You're not alone if you're afraid of a looming market crash. While there's no way to predict what's going to happen with the ongoing bear market, it's definitely quite disturbing to think your portfolio could take a big hit on top of the grinding downward journey we've experienced this year.
However, especially if you have some investable cash on hand, the good news is that there are a few businesses that should retain most of their value during a crash, if one occurs. Specifically, there are a pair of pharmaceutical companies whose roster of in-demand medicines makes their prospects better than most in the face of market turbulence of any kind, so let's analyze each and see why they could be a smart pickup for some downside protection.
Pfizer (PFE -0.99%) is a company that needs no introduction, especially not after its rapid development and commercialization of Comirnaty, its coronavirus vaccine. Besides making medicines like Comirnaty, which management anticipates will pull in $32 billion for 2022, it also has other drugs worth tens of billions of dollars per year, like Paxlovid, an antiviral pill for coronavirus infections. Paxlovid is expected to sell $22 billion this year, and it should push the company's top line to between $98 billion and $102 billion. And as long as SARS-CoV-2 is circulating -- and it will be -- demand for those two products will be significant, though it might be hard to beat this year's haul.
Furthermore, Pfizer has a veritable cornucopia of other medicines that people rely on, too. It's also an expert at efficiently manufacturing its products and distributing them globally, which makes it into a free cash flow (FCF) machine. In the last three years, its quarterly FCF burgeoned by 106.6%. And in a crash, investors fleeing to quality companies are far more likely to arrive at companies with strongly positive cash flows.
With a growing source of extra capital like that, it's no surprise the pharmaceutical company opts to return some to shareholders and invest in research and development (R&D) to pave the way for future top-line growth. So far this year, it spent $2 billion on stock repurchases, and in the aftermath of a market crash, it could even buy back more of its own shares at a discount to stem losses.
Like Pfizer, AstraZeneca (AZN -0.05%) is a multinational pharmaceutical business, but with 2021 revenue of $36.5 billion, it's much smaller. Its near-term prospects are quite strong thanks to its recent launch of several medicines in a handful of different regions. Just to name a few of its many new commercialization efforts, there's Enhertu, which treats breast cancer and got an approval in the U.S. and E.U. earlier this year; Tezspire for severe asthma, which was approved in Japan in late September; and Ultomiris for generalized myasthenia gravis (gMG), which E.U. regulators also approved in the same timeframe as Tezpire.
All of those projects are likely to bring in lots of money over the next few years. But there's also a huge number of late-stage programs in AstraZeneca's pipeline, 16 of which are in late-stage clinical trials, so they could be out the door before 2025 if things go according to plan. And that's why the average total revenue estimate for 2023 by financial analysts covering the company is $46.3 billion.

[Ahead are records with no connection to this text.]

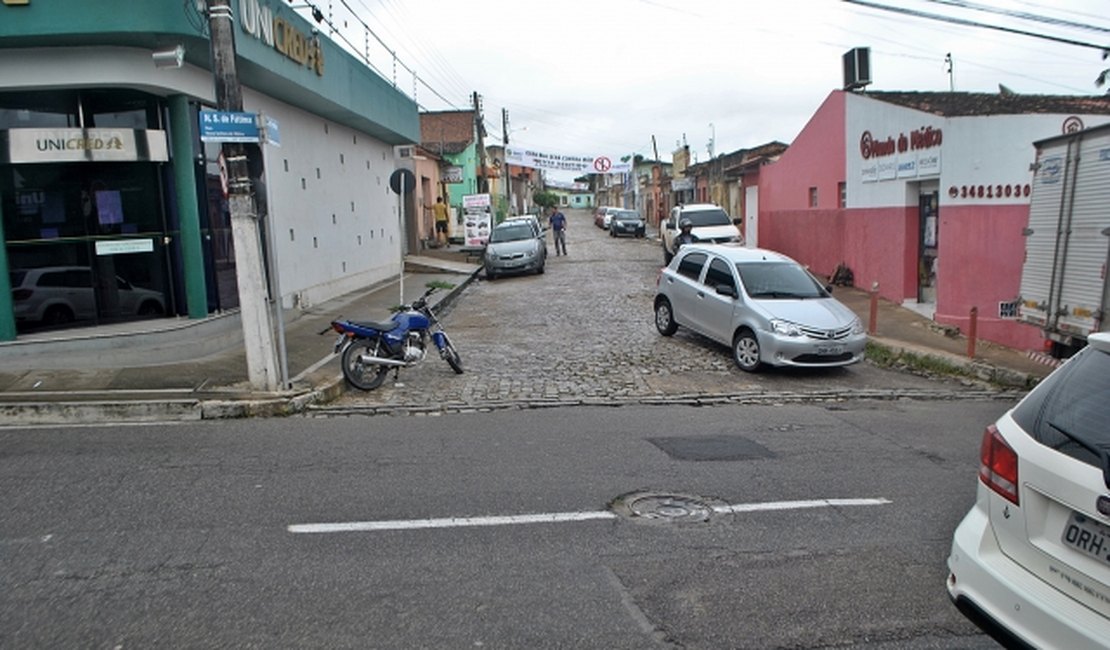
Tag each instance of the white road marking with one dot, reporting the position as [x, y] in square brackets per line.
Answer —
[557, 517]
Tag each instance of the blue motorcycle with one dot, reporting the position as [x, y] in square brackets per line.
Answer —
[371, 348]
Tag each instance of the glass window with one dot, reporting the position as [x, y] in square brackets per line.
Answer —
[690, 265]
[719, 274]
[119, 109]
[778, 280]
[1071, 407]
[39, 110]
[707, 217]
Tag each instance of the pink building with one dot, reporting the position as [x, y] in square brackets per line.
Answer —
[925, 193]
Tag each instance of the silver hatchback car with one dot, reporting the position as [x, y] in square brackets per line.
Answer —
[514, 246]
[763, 304]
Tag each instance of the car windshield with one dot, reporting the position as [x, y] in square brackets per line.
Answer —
[778, 280]
[705, 217]
[513, 232]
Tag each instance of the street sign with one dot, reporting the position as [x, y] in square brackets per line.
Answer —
[229, 127]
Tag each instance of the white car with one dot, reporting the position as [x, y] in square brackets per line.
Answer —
[58, 295]
[763, 304]
[1030, 561]
[712, 225]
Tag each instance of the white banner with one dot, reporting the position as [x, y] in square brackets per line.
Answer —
[578, 164]
[478, 221]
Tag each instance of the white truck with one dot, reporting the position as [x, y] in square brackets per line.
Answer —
[1065, 290]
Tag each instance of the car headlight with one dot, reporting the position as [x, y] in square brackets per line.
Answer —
[785, 327]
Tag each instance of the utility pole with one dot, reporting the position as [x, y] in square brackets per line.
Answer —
[483, 182]
[258, 334]
[508, 173]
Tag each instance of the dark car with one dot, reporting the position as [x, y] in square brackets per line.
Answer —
[626, 222]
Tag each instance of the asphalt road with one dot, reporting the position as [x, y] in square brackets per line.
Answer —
[222, 534]
[562, 493]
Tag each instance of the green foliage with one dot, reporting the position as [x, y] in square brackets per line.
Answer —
[545, 199]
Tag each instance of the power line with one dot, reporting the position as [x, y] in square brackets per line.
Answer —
[966, 22]
[1021, 14]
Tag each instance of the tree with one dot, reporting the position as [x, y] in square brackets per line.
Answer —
[545, 199]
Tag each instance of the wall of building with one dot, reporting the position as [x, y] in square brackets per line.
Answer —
[334, 217]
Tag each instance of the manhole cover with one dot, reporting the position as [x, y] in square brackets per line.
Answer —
[663, 507]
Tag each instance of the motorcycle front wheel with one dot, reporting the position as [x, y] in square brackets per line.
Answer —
[361, 375]
[451, 356]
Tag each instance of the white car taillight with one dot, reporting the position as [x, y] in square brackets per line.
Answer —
[998, 465]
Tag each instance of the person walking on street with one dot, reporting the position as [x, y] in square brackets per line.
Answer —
[558, 231]
[440, 211]
[685, 235]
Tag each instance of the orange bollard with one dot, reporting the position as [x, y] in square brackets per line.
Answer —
[873, 322]
[972, 331]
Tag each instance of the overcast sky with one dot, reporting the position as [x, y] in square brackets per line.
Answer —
[603, 77]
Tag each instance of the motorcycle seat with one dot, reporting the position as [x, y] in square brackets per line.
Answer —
[380, 325]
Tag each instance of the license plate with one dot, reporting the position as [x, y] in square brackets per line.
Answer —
[1087, 536]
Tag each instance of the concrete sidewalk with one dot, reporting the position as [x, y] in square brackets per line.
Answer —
[197, 369]
[194, 369]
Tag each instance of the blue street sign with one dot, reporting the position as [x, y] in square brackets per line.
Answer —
[229, 127]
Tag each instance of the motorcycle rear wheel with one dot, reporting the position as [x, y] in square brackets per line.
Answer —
[451, 355]
[360, 375]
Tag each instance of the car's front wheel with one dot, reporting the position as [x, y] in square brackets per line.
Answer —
[746, 351]
[665, 317]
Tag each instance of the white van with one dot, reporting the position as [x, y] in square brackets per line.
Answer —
[712, 225]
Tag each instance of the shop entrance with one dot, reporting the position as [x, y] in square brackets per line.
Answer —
[928, 247]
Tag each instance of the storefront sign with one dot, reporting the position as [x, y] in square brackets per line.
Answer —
[579, 164]
[48, 145]
[229, 127]
[924, 138]
[477, 219]
[996, 192]
[124, 246]
[259, 20]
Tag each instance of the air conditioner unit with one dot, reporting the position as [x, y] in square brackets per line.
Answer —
[857, 68]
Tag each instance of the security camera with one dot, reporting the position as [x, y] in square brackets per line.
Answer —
[169, 58]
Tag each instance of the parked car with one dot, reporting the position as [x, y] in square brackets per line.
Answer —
[710, 222]
[57, 295]
[603, 215]
[514, 247]
[627, 222]
[1030, 561]
[534, 222]
[763, 304]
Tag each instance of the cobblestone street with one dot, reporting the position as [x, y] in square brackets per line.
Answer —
[583, 333]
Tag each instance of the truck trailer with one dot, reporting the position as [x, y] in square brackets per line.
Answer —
[1063, 278]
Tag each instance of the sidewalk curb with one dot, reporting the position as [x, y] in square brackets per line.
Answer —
[905, 353]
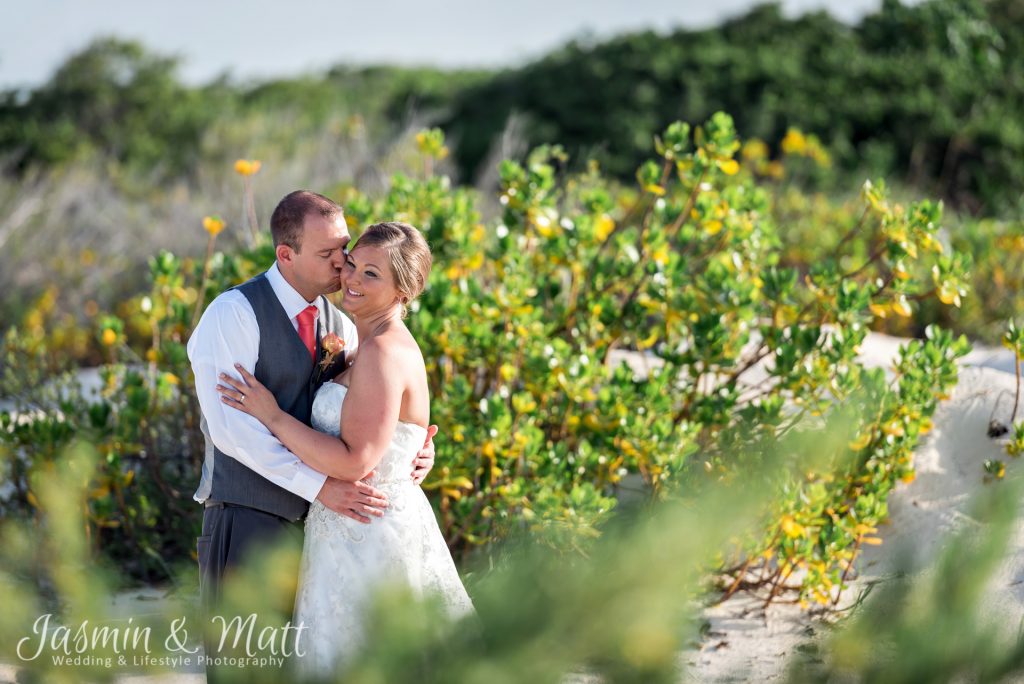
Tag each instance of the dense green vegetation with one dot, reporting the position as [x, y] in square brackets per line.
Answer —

While AstraZeneca experienced a couple of unprofitable quarters recently, that hasn't stopped the company from outperforming the market over the last three years, with its shares rising by 41.8% compared to the market's increase of 34.6%. Plus, with a top line that's expected to widen in the near term and more on the way shortly thereafter due to a slew of new medicines hitting the market, investors won't be at a paucity of catalysts for their shares to gain value. These catalysts also give the stock multiple chances to pop, even in the wake of a crash.